The participants include very dramatic entries into the letters and diaries that were prepared for only a very small audience, if these were ever to be seen at all. For example, while Isaac Smith was ordered into a hopeless rearguard position at the very end of the 1861 campaign season, he wrote the following into a diary he was keeping as an extended letter for his wife -- now located in Union-controlled territory:
“...Very soon the heavy rain began to fall. I laid down upon some straw, covered up head and feet with my old shaggy blanket and the rain poured down upon us in torrents. The most vivid lightning and tremendous peals of thunder were seen and heard every few moments. Added to all this the officer who was to command us the next morning was foolishly drunk, perfectly childish and silly. I regard my position that night as the most unfortunate of my life. It seemed that God was against me, and I felt the contest of the morning would be fatal to me. The great possibility of the destruction of our train, the personal discomforts of my position, the gross injustice and tyranny which placed me there, God’s terrible presence in the heavens, the anticipated desperate fight of the morning and a drunken commander seemed to leave no hope, no prospect of escape. I was not afraid as cowards are, for this war I believe has assured me that I am not afraid of the battle field, but I was superstitious and felt that God had declared against me. With all this (thanks to my good old blanket) I slept soundly and sweetly during part of the night. I surrendered my fate to my heavenly father and slept in peace....”
These early battles and maneuvering are documented by a unique set of participants: a Confederate colonel initially responsible for the defense of the region, his deputy -- a serving Confederate officer whose father was the leader of the “New State Movement” that would successfully withdraw to form West Virginia, the enemy of both Confederates, and the wife of the Confederate colonel who wrote lengthily letters to her sister in Delaware after being interned by the Union general.
Colonel Tompkins and Major Smith resigned their commissions -- along with several other officers in the small Confederate army in the Kanawha Valley -- after a series of antagonistic encounters with the tyrannical General John B. Floyd.
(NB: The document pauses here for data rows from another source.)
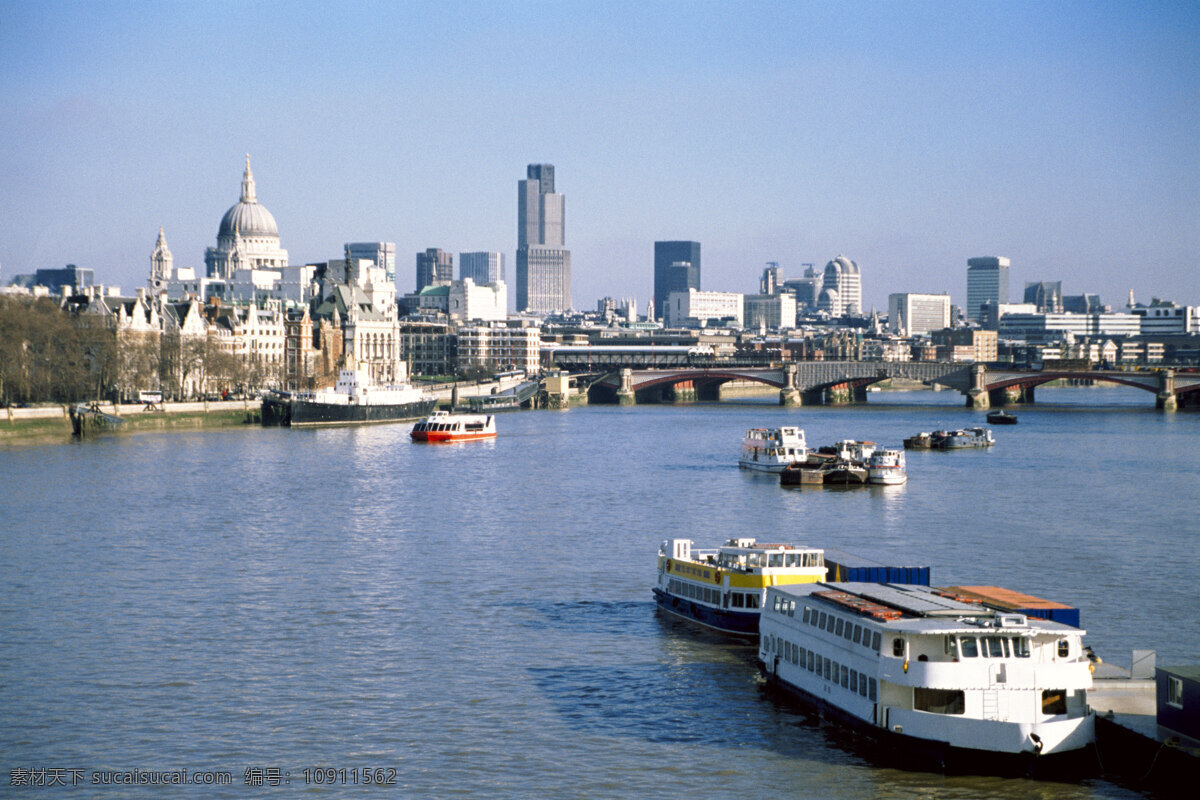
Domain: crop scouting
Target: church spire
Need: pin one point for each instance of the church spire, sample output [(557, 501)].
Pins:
[(247, 185)]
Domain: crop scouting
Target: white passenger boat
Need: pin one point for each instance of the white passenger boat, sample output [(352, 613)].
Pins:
[(771, 450), (887, 467), (443, 426), (354, 400), (969, 687), (724, 588)]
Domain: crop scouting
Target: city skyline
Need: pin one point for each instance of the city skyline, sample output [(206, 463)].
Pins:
[(907, 138)]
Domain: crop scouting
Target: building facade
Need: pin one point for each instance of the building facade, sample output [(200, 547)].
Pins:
[(544, 264), (695, 308), (383, 253), (485, 268), (913, 314), (987, 282), (676, 269), (435, 268), (843, 288)]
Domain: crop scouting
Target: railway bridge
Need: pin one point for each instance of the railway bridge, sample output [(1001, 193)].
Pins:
[(846, 382)]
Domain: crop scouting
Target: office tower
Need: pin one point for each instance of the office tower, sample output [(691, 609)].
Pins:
[(676, 269), (383, 253), (435, 268), (987, 280), (484, 268), (911, 314), (544, 265), (843, 293)]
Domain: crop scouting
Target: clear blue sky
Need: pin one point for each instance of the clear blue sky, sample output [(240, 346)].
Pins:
[(907, 136)]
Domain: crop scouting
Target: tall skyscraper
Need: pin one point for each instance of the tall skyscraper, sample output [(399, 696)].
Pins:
[(485, 268), (435, 268), (383, 253), (676, 269), (544, 265), (987, 280)]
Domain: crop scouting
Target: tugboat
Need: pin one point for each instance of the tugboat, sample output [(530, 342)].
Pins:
[(887, 467), (354, 400), (771, 450)]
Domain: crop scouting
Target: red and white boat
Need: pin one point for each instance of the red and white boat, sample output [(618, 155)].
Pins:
[(443, 426)]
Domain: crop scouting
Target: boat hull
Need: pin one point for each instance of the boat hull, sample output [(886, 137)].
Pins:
[(442, 437), (726, 621), (299, 414), (915, 752)]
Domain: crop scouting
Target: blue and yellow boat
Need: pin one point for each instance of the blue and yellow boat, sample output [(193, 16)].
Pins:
[(725, 588)]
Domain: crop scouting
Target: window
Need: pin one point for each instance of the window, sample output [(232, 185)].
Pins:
[(939, 701), (1054, 701), (1175, 692)]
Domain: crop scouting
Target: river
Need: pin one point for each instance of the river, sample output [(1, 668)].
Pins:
[(478, 618)]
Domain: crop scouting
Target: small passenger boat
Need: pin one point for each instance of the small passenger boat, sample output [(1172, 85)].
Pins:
[(771, 450), (443, 426), (887, 467), (954, 684), (724, 588)]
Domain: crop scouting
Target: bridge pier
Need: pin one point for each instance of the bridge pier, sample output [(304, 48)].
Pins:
[(683, 391), (978, 397), (625, 394), (1165, 398)]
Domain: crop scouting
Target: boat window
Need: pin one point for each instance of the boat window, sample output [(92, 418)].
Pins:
[(939, 701), (993, 647), (1054, 701)]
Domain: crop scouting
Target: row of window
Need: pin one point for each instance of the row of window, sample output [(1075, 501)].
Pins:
[(837, 673), (846, 629), (713, 595)]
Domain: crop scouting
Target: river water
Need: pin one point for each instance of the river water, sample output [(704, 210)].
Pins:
[(479, 619)]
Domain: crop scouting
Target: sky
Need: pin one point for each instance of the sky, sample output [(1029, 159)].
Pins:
[(906, 136)]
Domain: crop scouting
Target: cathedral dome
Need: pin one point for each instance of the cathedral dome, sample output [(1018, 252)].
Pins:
[(247, 217)]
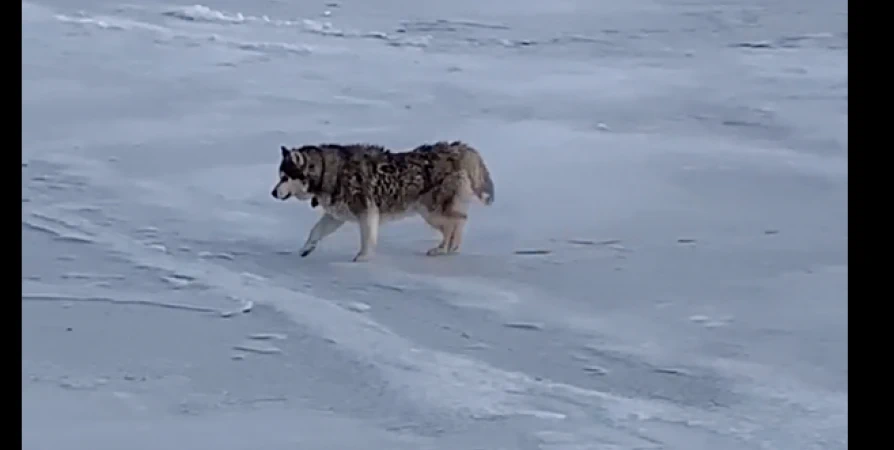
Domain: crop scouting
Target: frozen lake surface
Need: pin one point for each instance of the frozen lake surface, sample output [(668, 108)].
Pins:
[(681, 166)]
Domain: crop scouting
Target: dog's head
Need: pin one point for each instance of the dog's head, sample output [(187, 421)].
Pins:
[(295, 172)]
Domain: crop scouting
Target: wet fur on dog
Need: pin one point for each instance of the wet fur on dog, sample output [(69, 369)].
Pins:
[(371, 185)]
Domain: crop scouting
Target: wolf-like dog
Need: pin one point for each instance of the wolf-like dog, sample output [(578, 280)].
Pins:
[(370, 185)]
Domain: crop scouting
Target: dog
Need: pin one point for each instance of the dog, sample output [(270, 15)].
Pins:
[(371, 185)]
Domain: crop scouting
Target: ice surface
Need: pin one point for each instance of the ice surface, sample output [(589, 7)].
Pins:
[(665, 267)]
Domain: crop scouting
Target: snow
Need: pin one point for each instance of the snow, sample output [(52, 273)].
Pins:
[(665, 266)]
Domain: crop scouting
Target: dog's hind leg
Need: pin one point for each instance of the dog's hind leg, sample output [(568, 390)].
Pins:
[(324, 227), (369, 233), (455, 239), (450, 223), (437, 222)]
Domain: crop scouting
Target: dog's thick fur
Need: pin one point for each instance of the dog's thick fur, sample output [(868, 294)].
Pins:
[(370, 185)]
Tompkins was particularly incensed after Floyd ordered his artillery to fire on Tompkins’ farm -- while his wife and children were inside their home.
Following this incident, Ellen Tompkins and her children were allowed by General Cox to pass through the opposing lines for the safety of Richmond, but the war was not over for this unusual trio. Ellen relocated to her home in Baltimore where she operated a Confederate safe house for most of the war; Isaac Smith returned to the Kanawha Valley at the rear of William W. Loring’s invading columns in the September, 1862, and his correspondence to Tompkins indicates that his activities were related to espionage activities. Colonel Tompkins accepted employment as supervisor of collieries for the Tredegar Arms Works in Richmond, but seems to have operated as a “spymaster” coordinating the activities of an espionage ring in operation in Charleston, West Virginia, with Isaac Smith taking a prominent part.
A former member of the U.S. Army Special Forces and the descendant of four soldiers who served in the Confederate army, Civil War historian David Phillips is a specialist in the Allegheny Campaigns and Union special operations. He is the author of several books on the Civil War, including Tiger John: The Rebel Who Burned Chambersburg, War Stories: The War in West Virginia, and three volumes in the Civil War Chronicles series: Daring Raiders, Crucial Land Battles, and A Soldier's Story. Phillips lives and writes in Leesburg, Virginia.